Researchers at USC and UC Riverside studied 36 countries and 50 U.S. states and concluded that aggressive restrictions to contain COVID-19 are needed and must be maintained for at least 44 days to curtail the pandemic, according to findings released Tuesday.
The study was co-authored by Gerard Tellis, a professor at the USC Marshall School of Business; and Ashish Sood, a professor at UCR’s A. Gary Anderson Graduate School of Management; with Nitish Sood, a student at Augusta University studying cellular and molecular biology.
In their paper — titled “How Long Must Social Distancing Last” and published in the open sources journal SSRN — the authors identify two simple, intuitive and generalizable metrics of the spread of disease: daily growth rate and time to double cumulative cases.
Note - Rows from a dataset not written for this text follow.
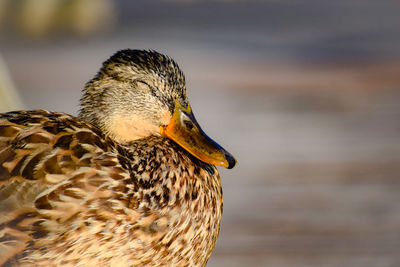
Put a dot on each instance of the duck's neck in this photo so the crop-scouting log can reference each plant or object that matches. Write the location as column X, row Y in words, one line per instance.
column 183, row 195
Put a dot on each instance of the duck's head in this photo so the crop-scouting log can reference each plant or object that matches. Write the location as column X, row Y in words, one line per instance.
column 140, row 93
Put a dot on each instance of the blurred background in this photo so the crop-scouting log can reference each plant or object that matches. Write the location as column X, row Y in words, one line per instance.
column 306, row 95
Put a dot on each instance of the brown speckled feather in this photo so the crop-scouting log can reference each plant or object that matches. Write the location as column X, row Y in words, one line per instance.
column 69, row 195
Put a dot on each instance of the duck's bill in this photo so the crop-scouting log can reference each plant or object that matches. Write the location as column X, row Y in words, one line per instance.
column 186, row 132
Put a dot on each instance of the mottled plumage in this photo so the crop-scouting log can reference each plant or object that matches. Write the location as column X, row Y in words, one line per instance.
column 73, row 192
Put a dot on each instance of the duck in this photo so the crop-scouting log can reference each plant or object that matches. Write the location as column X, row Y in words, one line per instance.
column 130, row 181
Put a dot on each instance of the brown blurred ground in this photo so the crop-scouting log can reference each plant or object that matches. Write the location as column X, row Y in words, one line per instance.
column 306, row 95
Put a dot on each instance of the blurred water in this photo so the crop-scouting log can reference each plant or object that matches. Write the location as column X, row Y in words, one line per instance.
column 305, row 95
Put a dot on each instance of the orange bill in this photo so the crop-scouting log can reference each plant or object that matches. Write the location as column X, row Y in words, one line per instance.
column 186, row 132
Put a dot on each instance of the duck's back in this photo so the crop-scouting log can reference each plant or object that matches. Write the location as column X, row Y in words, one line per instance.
column 69, row 195
column 46, row 160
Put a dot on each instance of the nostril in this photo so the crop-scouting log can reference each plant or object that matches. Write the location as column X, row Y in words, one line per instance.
column 188, row 124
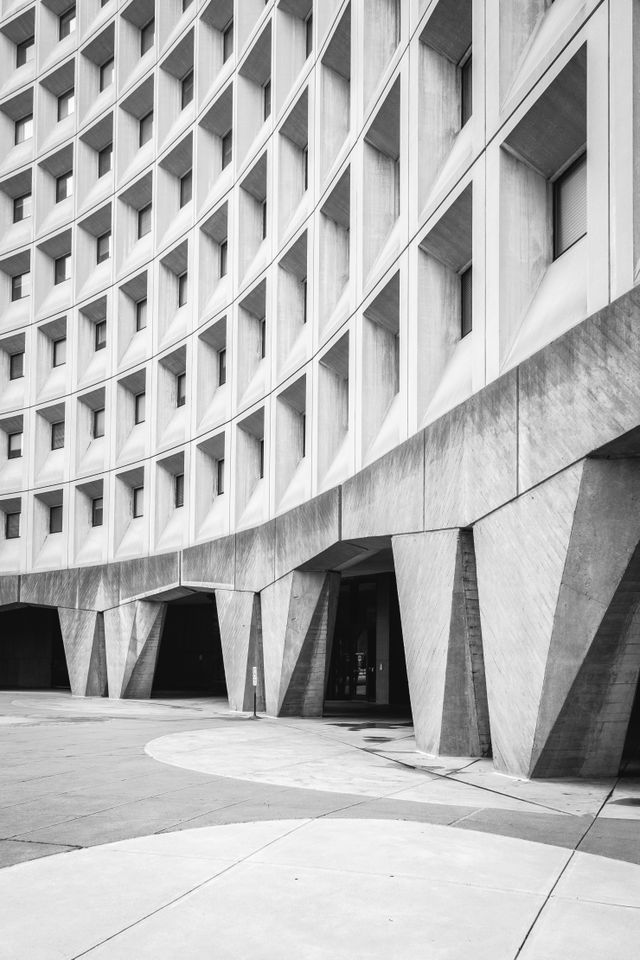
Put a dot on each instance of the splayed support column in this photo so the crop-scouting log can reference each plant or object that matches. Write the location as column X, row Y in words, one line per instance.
column 241, row 635
column 132, row 641
column 438, row 596
column 298, row 618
Daily growth rate is the percentage increase in cumulative cases; doubling time is the number of days for cumulative cases to double at the current growth rate.
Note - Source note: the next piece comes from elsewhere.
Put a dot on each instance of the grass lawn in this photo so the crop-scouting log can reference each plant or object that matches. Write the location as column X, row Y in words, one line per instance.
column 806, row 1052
“Counts of total or new cases can be misleading and difficult to compare across countries,” Tellis said. “Growth rate and time to double are critical metrics for an accurate understanding of how this disease is spreading.”
The researchers then defined three measurable benchmarks for analysts and public health managers to target:
— Moderation: when growth rate stays below 10% and doubling time stays above seven days;
— Control: when growth rate stays below 1% and doubling time stays above 70 days; and
— Containment: when growth rate remains 0.1% and doubling time stays above 700 days.
“These simple, intuitive, and universal benchmarks give public health officials clear goals to target in managing this pandemic,” Sood said.
Preliminary results using that model to analyze the data suggest that once aggressive interventions are in place, large countries take almost three weeks to see moderation, one month to get control, and 45 days to achieve containment. With less aggressive intervention, it can take much longer, the authors said.
Important differences exist by size of country, and public health administrators should note larger countries take longer to see moderation, according to the researchers, who defined aggressive intervention as lockdowns, stay-at-home orders, mass testing and quarantines.
“Singapore and South Korea adopted the path of massive test and quarantine, which seems to be the only successful alternative to costly lockdowns and stay-at-home orders,” Nitish Sood said.
UCR’s Sood said: “Even though huge differences exist among countries, it’s striking to see so many similarities from aggressive intervention to moderation, control, and containment of the spread of the disease.”
Tellis added, “Besides size of country, borders, cultural greetings (bowing versus handshaking and kissing), temperature, humidity and latitude may explain these differences.”
The researchers said their analysis bolsters the case for adopting aggressive measures, whether it’s the aggressive lockdowns of Italy or California, massive testing and quarantine of South Korea or Singapore, or a combination of both as seen in China. However, the U.S. may have a unique challenge because of its federal constitution.
Only half of the states have adopted aggressive intervention and that at varying times. Should those states achieve control or containment, they may be vulnerable to contagion from states that were late to do so, the researchers said.